BBC footage from the time shows the 13-year-old in his school uniform, wiping the tears away with a handkerchief. "I don't remember that day - it's all a blur," he said.
Gavin suffered severe depression after the murder and developed psoriasis due to the trauma.
"I still suffer from the condition - it's so bad that I need chemotherapy to control it. I didn't have a normal adolescence," he told this newspaper.
"From I was 16 years old, I was ringing up the Chief Constable's office, asking them questions. I have been at this a quarter-of-a-century. I've travelled to Holland to talk to the police there. I've gone to London to meet legal experts. I've traced as many of dad's colleagues as possible to find out what they knew.
"I've made the phone calls, knocked on doors and got on planes because the police, as an organisation, didn't do their job. There is all this lip-service paid to victims, but no practical help was ever given to me. I wasn't even offered counselling.
"My dad's inquest took place eight months after he was killed. My mum and I weren't even informed that it was happening. We had to pay to get a copy of the transcript."
Gavin grew up knowing the risks his father faced as a policeman.
"If he was driving and he became suspicious of a car nearby, he would tell me to take down its registration number. All those things were part of my childhood," he said.

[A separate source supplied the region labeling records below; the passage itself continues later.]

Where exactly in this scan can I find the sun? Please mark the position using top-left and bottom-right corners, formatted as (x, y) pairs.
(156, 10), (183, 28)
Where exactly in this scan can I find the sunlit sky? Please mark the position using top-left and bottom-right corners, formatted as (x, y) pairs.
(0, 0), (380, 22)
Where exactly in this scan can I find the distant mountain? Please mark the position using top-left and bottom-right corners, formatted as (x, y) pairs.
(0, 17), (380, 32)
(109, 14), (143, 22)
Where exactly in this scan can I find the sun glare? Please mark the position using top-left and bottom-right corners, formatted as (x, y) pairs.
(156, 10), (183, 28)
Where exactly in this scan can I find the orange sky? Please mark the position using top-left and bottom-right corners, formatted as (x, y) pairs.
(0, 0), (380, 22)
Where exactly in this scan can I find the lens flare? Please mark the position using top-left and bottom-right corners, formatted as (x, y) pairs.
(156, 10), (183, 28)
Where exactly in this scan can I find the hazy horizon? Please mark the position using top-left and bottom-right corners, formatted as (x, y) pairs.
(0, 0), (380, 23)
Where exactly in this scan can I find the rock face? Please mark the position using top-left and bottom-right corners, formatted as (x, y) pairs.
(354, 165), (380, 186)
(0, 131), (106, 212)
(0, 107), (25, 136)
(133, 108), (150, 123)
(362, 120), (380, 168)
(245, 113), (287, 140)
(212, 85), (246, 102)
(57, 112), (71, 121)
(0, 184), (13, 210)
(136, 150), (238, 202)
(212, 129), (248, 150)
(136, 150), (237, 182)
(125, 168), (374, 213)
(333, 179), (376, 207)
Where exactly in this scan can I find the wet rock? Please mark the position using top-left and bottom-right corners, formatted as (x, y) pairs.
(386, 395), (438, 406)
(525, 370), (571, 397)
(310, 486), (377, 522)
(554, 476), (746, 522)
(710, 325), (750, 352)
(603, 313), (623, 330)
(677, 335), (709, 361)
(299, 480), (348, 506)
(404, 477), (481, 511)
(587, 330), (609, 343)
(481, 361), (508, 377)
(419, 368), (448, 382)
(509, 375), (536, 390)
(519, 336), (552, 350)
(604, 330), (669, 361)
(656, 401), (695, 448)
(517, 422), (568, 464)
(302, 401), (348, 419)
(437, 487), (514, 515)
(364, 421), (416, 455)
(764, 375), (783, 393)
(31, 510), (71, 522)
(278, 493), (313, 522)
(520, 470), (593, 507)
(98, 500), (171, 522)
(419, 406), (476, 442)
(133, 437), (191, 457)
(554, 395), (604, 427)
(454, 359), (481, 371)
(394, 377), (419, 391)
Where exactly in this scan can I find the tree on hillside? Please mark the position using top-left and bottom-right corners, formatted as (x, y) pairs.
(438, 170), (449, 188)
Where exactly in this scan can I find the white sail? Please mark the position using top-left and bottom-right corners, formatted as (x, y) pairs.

Physically, Gavin is the image of his father. "My dad and I were really close," he said. "I remember little things like going to watch football together and getting chicken and chips on a Saturday.
"Dad was very sporty. He taught me how to swim and to play golf. I wish he was here now so we could have a game together, and maybe I'd beat him and make him proud that he taught me so well."
On Sunday Gavin will take part in a very special competition in memory of his dad.
"I am playing at Ballyclare Golf Club - where my father was a member - for the Larmour Cup, which is named after him," he explained. "I was robbed of getting to know dad, so I love meeting those people who did, and hearing their stories.
"I miss him more than words can say. I have so many lost years. Talking to others about him helps fill in the gaps."